サラリーマンの時がそうだった。サラリーマンを辞めても仕事を求める以上はその事に変わりは無い。嫌なら辞めろ。否でもやれ。嫌ならやらなくても良い。色んな言葉を浴びせられどれだけ苦渋の選択をした事だろう。それもこれも先々を見る眼が無かったからだろう。
これからは思いっきり発想の転換をしなければならない。この国の経済も政治も環境対策でも同じ気がする。これまでに常識では不可能と思われていた事が、ひょんな事から大きく変わる事も少なくないだろう。この前のブログにも書いたが、今日の景気後退をどれだけの人が予測しただろう。
アメリカの景気の収縮もこの国のバブルのつけと、共通部分も少なくない。違うのは経済の大きさと国の有様かもしれない。アメリカは世界の富が集中し、日本は裸の王様だっただけかもしれない。貯蓄率と勤勉さがこれ程評価されなくても、当り前になったのはどう考えて見てもおかしいだろう。(遅くなったので今日はココまでです)
今日はお休み。仕事時間が早くなり朝6.30分起床。6.50分に部屋を出て7時ジャストの普通に乗る。7.20分乗り換え、7時25分のバスに乗り7時40分に着く。早い物でこの規則正しい出勤リズムが1月過ぎた。何は無くても何とかやらではないが、決まった時間に朝の勝負が始まる。何もないかの如く電車とバスの中では目を瞑り耳を澄ませているが、何も考えて居ない。雑念は無用の迷いだけで朝の気持ちに馴染まない。(これから洗濯機の洗濯物取り出します)

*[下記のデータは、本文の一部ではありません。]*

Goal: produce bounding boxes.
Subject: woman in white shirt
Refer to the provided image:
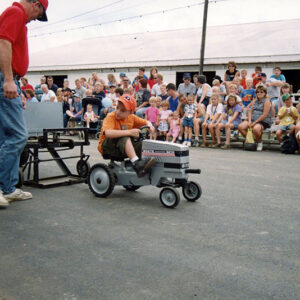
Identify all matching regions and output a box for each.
[41,84,57,102]
[194,75,212,107]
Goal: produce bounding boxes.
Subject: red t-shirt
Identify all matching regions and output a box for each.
[21,84,34,91]
[148,79,155,89]
[0,2,29,77]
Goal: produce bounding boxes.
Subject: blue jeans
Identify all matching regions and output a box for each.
[270,97,279,114]
[136,107,147,118]
[0,72,28,194]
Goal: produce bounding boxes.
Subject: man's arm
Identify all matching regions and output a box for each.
[0,39,17,99]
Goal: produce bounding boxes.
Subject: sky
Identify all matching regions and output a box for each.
[1,0,300,53]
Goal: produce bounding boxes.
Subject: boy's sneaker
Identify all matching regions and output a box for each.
[192,140,199,147]
[0,191,9,208]
[176,138,182,144]
[133,158,156,178]
[257,142,263,151]
[187,141,191,147]
[182,141,188,146]
[4,189,32,203]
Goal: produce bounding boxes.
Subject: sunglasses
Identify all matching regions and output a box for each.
[256,91,265,94]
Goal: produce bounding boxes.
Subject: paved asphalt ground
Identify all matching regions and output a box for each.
[0,139,299,300]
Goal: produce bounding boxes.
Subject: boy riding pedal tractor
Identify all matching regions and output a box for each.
[98,94,156,178]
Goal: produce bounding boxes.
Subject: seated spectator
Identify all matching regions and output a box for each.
[201,94,223,148]
[166,83,179,112]
[232,77,243,95]
[145,97,160,140]
[212,78,226,103]
[193,74,200,91]
[270,67,286,82]
[25,89,38,103]
[276,94,298,143]
[119,72,128,86]
[74,79,86,99]
[20,77,34,91]
[132,67,148,88]
[240,78,256,118]
[47,76,58,94]
[34,76,46,101]
[240,69,247,89]
[225,84,242,104]
[216,94,242,149]
[135,78,151,118]
[278,83,292,112]
[88,72,104,87]
[66,93,83,134]
[157,101,172,140]
[152,73,164,97]
[148,67,158,90]
[41,84,57,102]
[101,86,118,120]
[252,66,262,88]
[177,73,196,96]
[121,76,131,90]
[93,82,106,99]
[238,85,272,151]
[133,75,144,94]
[158,84,168,101]
[224,61,240,89]
[80,77,89,89]
[182,94,198,146]
[295,104,300,149]
[84,104,100,128]
[194,74,212,107]
[63,79,70,90]
[124,86,134,96]
[192,100,206,147]
[174,94,187,143]
[62,88,73,127]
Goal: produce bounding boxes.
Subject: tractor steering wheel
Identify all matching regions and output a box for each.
[136,125,150,141]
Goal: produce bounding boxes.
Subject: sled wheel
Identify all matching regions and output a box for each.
[16,167,24,188]
[182,181,202,202]
[88,164,115,197]
[123,185,141,191]
[159,187,180,208]
[76,160,90,178]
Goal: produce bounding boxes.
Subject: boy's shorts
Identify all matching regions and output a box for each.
[182,117,194,127]
[101,137,142,159]
[278,124,293,131]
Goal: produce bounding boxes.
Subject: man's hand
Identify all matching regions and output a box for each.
[129,128,140,138]
[4,80,18,99]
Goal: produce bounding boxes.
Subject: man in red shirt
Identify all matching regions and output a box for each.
[21,77,34,91]
[0,0,48,209]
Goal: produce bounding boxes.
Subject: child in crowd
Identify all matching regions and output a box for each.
[166,111,181,143]
[145,97,160,140]
[240,78,256,119]
[66,93,83,135]
[182,95,198,146]
[201,94,223,147]
[216,94,242,149]
[225,84,242,104]
[156,96,162,109]
[232,77,243,95]
[212,79,226,103]
[158,84,169,101]
[175,94,188,143]
[157,101,172,140]
[278,83,292,112]
[98,94,156,178]
[240,69,247,89]
[252,66,262,88]
[84,104,100,128]
[275,93,298,143]
[270,67,286,82]
[192,100,206,147]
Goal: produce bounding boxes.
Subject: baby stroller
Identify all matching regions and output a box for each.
[81,97,102,139]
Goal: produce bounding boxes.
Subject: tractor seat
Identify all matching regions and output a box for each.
[102,154,125,162]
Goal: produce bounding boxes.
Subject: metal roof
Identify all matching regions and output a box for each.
[29,18,300,71]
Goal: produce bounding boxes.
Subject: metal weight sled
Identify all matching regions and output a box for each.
[18,102,90,188]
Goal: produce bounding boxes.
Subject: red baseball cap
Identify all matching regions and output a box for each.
[118,94,136,112]
[37,0,48,22]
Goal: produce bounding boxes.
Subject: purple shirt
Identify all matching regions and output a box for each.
[223,104,242,123]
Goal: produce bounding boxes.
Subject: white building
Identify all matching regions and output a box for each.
[27,18,300,91]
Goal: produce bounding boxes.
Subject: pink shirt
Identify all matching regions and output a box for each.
[145,107,159,123]
[160,109,172,121]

そんな訳のわからん理由で休みの日でも、早起きになった。早起きは3文の得とは正にその通り。実感できなくても体内時計が元の生活に戻して呉れる。22の時から52の時まで工場の仕事は理屈ではなく時間との勝負だった。始業から就業までやるべき事は決まっていた。
それでもその定例、定量化されていた仕事の中に多くの改善の芽がありその発見と対策が仕事の喜びであり、会社の発展に繋がり目標だった。今はどうなのだろう?景気の低迷で売り上げが減り生産の縮小で人員削減のみがニュースになっているが、実態はどうなのだろう?
景気が悪くなっても車が売れなくなっても、企業と組織の収入が減ってもそれが全ての現象ではない。その事を忘れてはならない。最近の間抜けな事件と報道の仕方を見ると、その事を痛感する。色んな事がありいろんな価値観があり、多様な事象の中でどうして何かを断定できるのだろう?かく言う親父でも君達に危害が及べば、タダでは済まさないだろう。
景気とはそんなものかもしれない。景気が戦後最大の拡大を続けた時、多くのマスコミと見識者が見落としていた事が今、深刻な不況として声高に語られている。「おいおい、それはないだろう」と、どれだけの人が思っているだろう。好景気と繁栄の時、その恩恵は大手輸出産業にあり円安デメリットで国内の中小企業の多くは、逆に倒産の憂き目にあっていた。マスコミの報道はその程度であり、深刻さを声高に叫ぶ滑稽(こっけい)なパフォーマンスに冷静な判断を失ってはならない。
会社の研修で「犬が人間にかみついても大した二ュ―スにもならないが、かみ殺せば飼い主の責任と損害賠償が問われる」と聞いたことがある。最近の犬猫はペットになっているが飼い主の責任をどれだけ認識しているか分からない。その程度である。
これからが本題。でもその前にお食事です。
いつものお弁当は売り切れだった。どうするか思案するまでもなく総菜だけ求める。久しぶりのカキフライ、野菜のてんぷら、そしてもうひと品。お昼にしては豪華。まっいいか。お気に入りの塩味のヌードルを追加して意気揚々と引きあげる。それ程のもんか。食い過ぎ。
№1からオンリーワンが求められて久しい。親父達の工場は今は亡き会長の思いで、静岡西部近くの浜松工場を凌ぐ規模で昭和54に建設された。今でも忘れられない近代的なモスク、イスラムの寺院を彷彿(ほうふつ)させる食堂は南向きで、ゆったりとしていた。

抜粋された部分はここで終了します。